Use custom checked math functions and fix type of multiplications

The previous implementation did not return `signed` for `signed - unsigned` or multiplications that involve `signed`. Furthermore, it seems to have bug in the definition of `subtract`. Since I did not find a library that does what we want, I ultimately decided to implement this myself. Hopefully it doesn't contain too many bugs.

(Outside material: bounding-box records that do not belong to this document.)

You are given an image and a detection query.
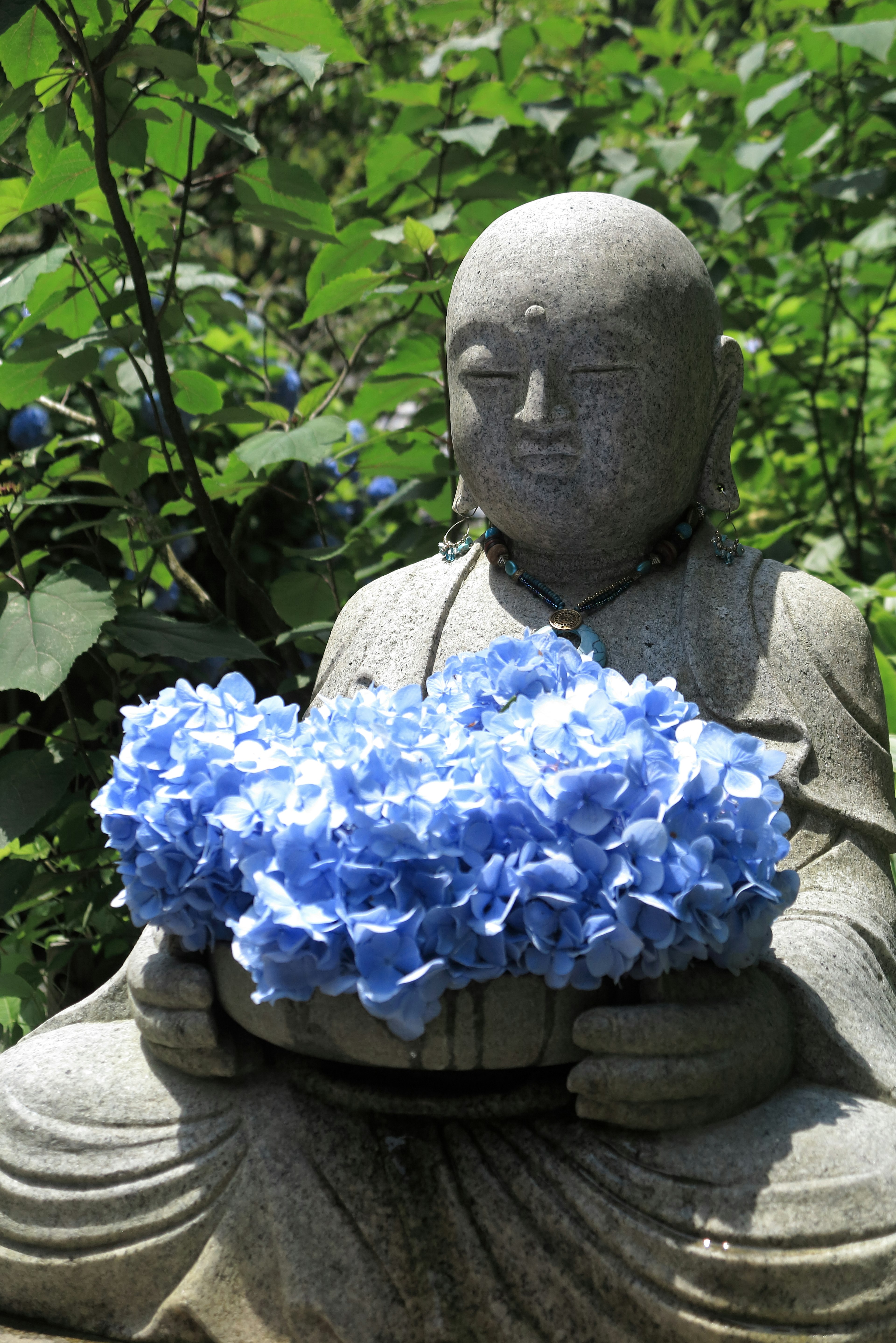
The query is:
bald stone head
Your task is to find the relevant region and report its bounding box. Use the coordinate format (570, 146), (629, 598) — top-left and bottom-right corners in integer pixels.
(447, 192), (743, 560)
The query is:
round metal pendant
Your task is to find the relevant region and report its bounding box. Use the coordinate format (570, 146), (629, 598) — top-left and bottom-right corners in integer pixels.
(548, 607), (582, 634)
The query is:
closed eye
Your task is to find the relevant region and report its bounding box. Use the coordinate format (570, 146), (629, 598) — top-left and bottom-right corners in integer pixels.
(463, 368), (518, 379)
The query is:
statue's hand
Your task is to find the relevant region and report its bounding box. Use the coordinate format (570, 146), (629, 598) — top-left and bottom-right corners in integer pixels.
(568, 964), (794, 1129)
(128, 928), (236, 1077)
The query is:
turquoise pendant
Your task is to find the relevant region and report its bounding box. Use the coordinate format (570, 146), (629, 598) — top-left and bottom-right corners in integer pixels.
(575, 624), (607, 667)
(535, 624), (607, 667)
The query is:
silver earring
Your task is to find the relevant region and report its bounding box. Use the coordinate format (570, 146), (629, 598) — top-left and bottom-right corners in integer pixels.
(697, 485), (744, 564)
(439, 513), (473, 564)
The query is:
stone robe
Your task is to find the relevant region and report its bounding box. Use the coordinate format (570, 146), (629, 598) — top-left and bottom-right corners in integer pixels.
(0, 536), (896, 1343)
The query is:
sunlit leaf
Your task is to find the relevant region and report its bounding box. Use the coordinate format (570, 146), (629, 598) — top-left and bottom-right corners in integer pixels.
(0, 5), (59, 89)
(171, 368), (224, 415)
(231, 0), (365, 63)
(236, 415), (345, 475)
(255, 44), (330, 89)
(0, 564), (114, 700)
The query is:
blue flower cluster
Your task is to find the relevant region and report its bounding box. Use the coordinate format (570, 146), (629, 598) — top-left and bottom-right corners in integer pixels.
(95, 631), (798, 1039)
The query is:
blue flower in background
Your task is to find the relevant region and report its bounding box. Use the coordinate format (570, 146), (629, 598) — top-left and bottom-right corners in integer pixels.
(7, 403), (52, 452)
(95, 633), (798, 1039)
(367, 475), (398, 504)
(270, 368), (302, 415)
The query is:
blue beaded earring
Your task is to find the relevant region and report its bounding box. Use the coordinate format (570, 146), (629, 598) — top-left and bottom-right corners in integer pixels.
(697, 485), (744, 564)
(439, 510), (476, 564)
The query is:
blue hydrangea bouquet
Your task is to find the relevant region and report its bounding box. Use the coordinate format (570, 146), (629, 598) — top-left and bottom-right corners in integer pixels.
(94, 631), (799, 1039)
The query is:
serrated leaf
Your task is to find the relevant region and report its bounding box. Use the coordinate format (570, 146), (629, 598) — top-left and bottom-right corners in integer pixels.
(437, 110), (508, 158)
(0, 564), (116, 700)
(172, 98), (262, 154)
(116, 46), (199, 79)
(0, 749), (75, 843)
(234, 156), (336, 242)
(0, 5), (59, 89)
(735, 134), (784, 172)
(814, 19), (896, 60)
(231, 0), (367, 64)
(255, 44), (332, 89)
(21, 142), (97, 214)
(294, 267), (385, 326)
(0, 177), (28, 228)
(0, 83), (34, 145)
(171, 368), (224, 415)
(811, 168), (892, 204)
(369, 79), (442, 107)
(364, 134), (435, 203)
(402, 219), (435, 254)
(99, 442), (150, 498)
(746, 70), (811, 126)
(25, 102), (66, 180)
(236, 415), (345, 475)
(648, 136), (700, 176)
(108, 610), (265, 662)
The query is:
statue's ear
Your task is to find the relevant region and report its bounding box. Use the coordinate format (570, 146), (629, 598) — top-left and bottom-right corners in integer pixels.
(451, 475), (480, 517)
(697, 336), (744, 512)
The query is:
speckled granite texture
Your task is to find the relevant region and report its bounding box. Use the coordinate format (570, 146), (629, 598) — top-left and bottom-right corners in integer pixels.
(0, 193), (896, 1343)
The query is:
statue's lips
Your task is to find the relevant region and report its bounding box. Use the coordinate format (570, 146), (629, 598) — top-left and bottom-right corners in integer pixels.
(511, 434), (582, 475)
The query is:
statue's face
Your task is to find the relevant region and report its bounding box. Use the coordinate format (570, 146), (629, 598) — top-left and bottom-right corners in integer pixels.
(447, 197), (713, 555)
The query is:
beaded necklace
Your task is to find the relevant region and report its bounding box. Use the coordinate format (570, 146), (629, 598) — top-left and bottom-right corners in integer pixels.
(480, 509), (697, 666)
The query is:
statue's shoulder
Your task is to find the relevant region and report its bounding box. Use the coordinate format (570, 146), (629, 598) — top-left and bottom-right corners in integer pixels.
(752, 560), (889, 748)
(314, 545), (481, 700)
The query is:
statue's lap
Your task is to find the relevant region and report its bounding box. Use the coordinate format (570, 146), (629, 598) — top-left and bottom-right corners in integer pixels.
(0, 1021), (896, 1343)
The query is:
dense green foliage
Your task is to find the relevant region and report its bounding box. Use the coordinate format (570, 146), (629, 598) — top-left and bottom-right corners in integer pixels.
(0, 0), (896, 1042)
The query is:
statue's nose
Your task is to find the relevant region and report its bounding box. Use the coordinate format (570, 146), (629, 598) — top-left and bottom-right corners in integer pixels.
(513, 365), (570, 428)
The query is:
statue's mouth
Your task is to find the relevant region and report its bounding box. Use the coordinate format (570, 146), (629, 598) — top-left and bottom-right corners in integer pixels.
(511, 431), (582, 475)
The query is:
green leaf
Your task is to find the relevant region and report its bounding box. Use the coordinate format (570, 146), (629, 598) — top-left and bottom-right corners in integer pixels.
(0, 752), (75, 843)
(437, 117), (508, 158)
(99, 442), (150, 498)
(116, 46), (199, 79)
(402, 219), (435, 255)
(171, 368), (224, 415)
(270, 571), (336, 633)
(849, 217), (896, 252)
(814, 19), (896, 60)
(172, 98), (262, 154)
(368, 79), (442, 107)
(735, 134), (784, 172)
(0, 564), (114, 700)
(364, 136), (435, 204)
(25, 102), (66, 180)
(294, 267), (385, 326)
(0, 177), (28, 228)
(234, 156), (336, 242)
(236, 415), (345, 475)
(0, 854), (32, 919)
(255, 46), (330, 89)
(231, 0), (367, 64)
(648, 136), (700, 177)
(875, 647), (896, 736)
(811, 168), (892, 203)
(746, 70), (811, 126)
(21, 142), (97, 214)
(0, 83), (34, 145)
(108, 608), (265, 662)
(0, 5), (59, 89)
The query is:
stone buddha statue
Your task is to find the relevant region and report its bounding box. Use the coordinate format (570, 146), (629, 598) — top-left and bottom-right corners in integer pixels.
(0, 193), (896, 1343)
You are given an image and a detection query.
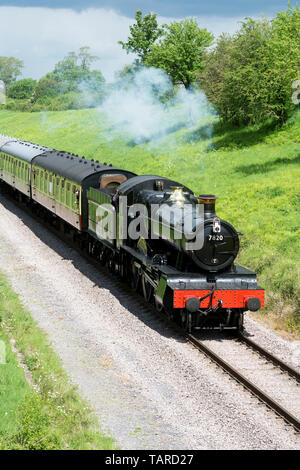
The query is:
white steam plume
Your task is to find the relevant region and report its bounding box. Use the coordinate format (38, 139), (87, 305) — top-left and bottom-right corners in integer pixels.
(98, 67), (213, 144)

In any case, this can be improved later.
tenzir · Jun 28, 2024 · a139809 · a139809
1 parent cae8e09
commit a139809
Show file tree

Hide file tree

Showing 5 changed files with 306 additions and 167 deletions.

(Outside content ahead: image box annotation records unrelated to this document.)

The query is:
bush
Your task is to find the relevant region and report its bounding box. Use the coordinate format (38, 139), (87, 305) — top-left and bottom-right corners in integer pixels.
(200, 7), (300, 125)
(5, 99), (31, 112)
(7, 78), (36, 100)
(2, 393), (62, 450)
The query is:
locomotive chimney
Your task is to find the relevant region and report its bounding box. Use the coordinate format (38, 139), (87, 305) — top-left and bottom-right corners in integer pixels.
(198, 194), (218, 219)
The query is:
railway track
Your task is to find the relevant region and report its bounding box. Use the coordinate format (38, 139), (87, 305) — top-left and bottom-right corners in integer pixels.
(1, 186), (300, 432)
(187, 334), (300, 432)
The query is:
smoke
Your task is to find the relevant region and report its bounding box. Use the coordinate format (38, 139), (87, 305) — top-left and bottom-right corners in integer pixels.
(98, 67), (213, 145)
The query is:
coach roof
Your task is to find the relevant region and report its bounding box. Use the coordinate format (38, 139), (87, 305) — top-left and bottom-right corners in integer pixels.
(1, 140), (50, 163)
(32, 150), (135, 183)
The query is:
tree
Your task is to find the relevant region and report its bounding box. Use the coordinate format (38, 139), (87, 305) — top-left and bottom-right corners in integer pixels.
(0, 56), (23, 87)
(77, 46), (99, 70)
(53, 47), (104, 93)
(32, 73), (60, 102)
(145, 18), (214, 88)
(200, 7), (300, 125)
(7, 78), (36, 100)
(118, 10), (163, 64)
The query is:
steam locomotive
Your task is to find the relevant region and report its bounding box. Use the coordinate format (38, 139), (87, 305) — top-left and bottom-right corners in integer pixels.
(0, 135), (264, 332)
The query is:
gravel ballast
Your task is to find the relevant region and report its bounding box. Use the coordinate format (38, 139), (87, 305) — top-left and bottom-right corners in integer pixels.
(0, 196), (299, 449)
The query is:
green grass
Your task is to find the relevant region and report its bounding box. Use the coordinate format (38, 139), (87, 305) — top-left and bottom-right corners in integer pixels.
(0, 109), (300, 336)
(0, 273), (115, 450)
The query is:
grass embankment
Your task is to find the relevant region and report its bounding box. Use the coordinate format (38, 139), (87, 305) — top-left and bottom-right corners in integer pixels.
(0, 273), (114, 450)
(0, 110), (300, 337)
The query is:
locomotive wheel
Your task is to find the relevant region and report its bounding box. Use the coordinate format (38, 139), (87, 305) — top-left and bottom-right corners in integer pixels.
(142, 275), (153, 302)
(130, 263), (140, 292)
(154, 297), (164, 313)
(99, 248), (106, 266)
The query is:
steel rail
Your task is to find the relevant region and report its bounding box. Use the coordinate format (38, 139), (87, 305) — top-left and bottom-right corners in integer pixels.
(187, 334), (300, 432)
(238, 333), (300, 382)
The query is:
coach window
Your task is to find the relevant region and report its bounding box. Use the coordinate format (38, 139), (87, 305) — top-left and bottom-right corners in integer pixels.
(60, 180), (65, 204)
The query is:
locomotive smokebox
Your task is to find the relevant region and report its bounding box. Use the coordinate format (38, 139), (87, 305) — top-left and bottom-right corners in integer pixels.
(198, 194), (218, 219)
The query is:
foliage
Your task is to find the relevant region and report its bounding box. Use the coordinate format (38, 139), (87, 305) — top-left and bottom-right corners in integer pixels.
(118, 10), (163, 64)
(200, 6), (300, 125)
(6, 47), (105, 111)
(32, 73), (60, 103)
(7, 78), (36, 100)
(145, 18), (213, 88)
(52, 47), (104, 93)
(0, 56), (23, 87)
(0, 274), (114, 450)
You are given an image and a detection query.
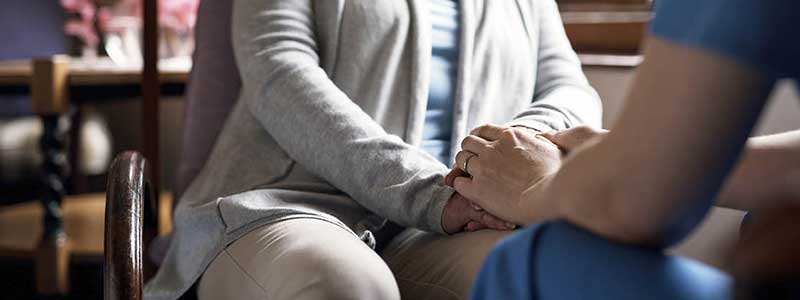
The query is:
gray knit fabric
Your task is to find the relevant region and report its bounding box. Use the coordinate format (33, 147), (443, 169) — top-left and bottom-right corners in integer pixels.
(145, 0), (601, 299)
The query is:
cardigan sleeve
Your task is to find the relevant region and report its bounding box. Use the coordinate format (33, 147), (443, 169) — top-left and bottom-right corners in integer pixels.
(506, 0), (603, 131)
(232, 0), (454, 233)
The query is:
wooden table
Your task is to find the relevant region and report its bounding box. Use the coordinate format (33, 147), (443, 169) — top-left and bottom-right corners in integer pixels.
(0, 56), (191, 296)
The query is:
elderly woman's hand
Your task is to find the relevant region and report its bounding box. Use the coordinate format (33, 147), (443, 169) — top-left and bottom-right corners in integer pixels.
(447, 125), (561, 224)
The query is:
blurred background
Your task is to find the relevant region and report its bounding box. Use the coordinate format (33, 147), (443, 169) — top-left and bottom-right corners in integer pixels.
(0, 0), (800, 299)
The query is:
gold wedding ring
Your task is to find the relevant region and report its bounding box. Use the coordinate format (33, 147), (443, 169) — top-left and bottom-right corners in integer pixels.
(462, 151), (478, 174)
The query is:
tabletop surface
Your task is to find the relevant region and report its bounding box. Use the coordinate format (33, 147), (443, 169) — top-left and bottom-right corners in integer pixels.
(0, 57), (192, 85)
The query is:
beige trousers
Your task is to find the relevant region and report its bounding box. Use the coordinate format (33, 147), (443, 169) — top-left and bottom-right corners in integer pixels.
(197, 219), (508, 300)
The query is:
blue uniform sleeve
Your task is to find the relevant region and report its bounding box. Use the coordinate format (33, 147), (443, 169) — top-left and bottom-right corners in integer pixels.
(651, 0), (800, 78)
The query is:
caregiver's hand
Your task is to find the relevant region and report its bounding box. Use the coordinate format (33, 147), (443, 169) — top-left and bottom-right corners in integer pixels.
(449, 125), (561, 224)
(442, 193), (515, 234)
(541, 126), (608, 154)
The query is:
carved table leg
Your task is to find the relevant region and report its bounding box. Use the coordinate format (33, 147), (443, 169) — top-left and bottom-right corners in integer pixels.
(31, 56), (69, 299)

diff --git a/libtenzir/include/tenzir/checked_math.hpp b/libtenzir/include/tenzir/checked_math.hpp
@@ -0,0 +1,148 @@
+//    _   _____   __________
+//   | | / / _ | / __/_  __/     Visibility
+//   | |/ / __ |_\ \  / /          Across
+//   |___/_/ |_/___/ /_/       Space and Time
+//
+// SPDX-FileCopyrightText: (c) 2024 The Tenzir Contributors
+// SPDX-License-Identifier: BSD-3-Clause
+
+#pragma once
+
+#include <concepts>
+#include <limits>
+#include <optional>
+
+namespace tenzir {
+
+template <std::integral T>
+constexpr auto max = std::numeric_limits<T>::max();
+
+template <std::integral T>
+constexpr auto min = std::numeric_limits<T>::lowest();
+
+#define CHECK(x)                                                               \
+  if (not(x)) {                                                                \
+    return std::nullopt;                                                       \
+  }
+
+template <std::integral X, std::integral Y>
+constexpr auto checked_add(X x, Y y)
+  -> std::optional<std::common_type_t<X, Y>> {
+  static_assert(sizeof(x) == sizeof(y));
+  using R = std::common_type_t<X, Y>;
+  if constexpr (std::is_signed_v<X> && std::is_signed_v<Y>) {
+    static_assert(std::is_signed_v<R>);
+    if (x > 0 && y > 0) {
+      // -> x + y <= max<R>
+      CHECK(x <= max<R> - y);
+    } else if (x < 0 && y < 0) {
+      // -> min<R> <= x + y
+      CHECK(min<R> - y <= x);
+    } else {
+      // Cannot overflow due to mixed signs.
+    }
+    return x + y;
+  } else if constexpr (std::is_signed_v<X>) {
+    // Make it so that the first argument is the unsigned one.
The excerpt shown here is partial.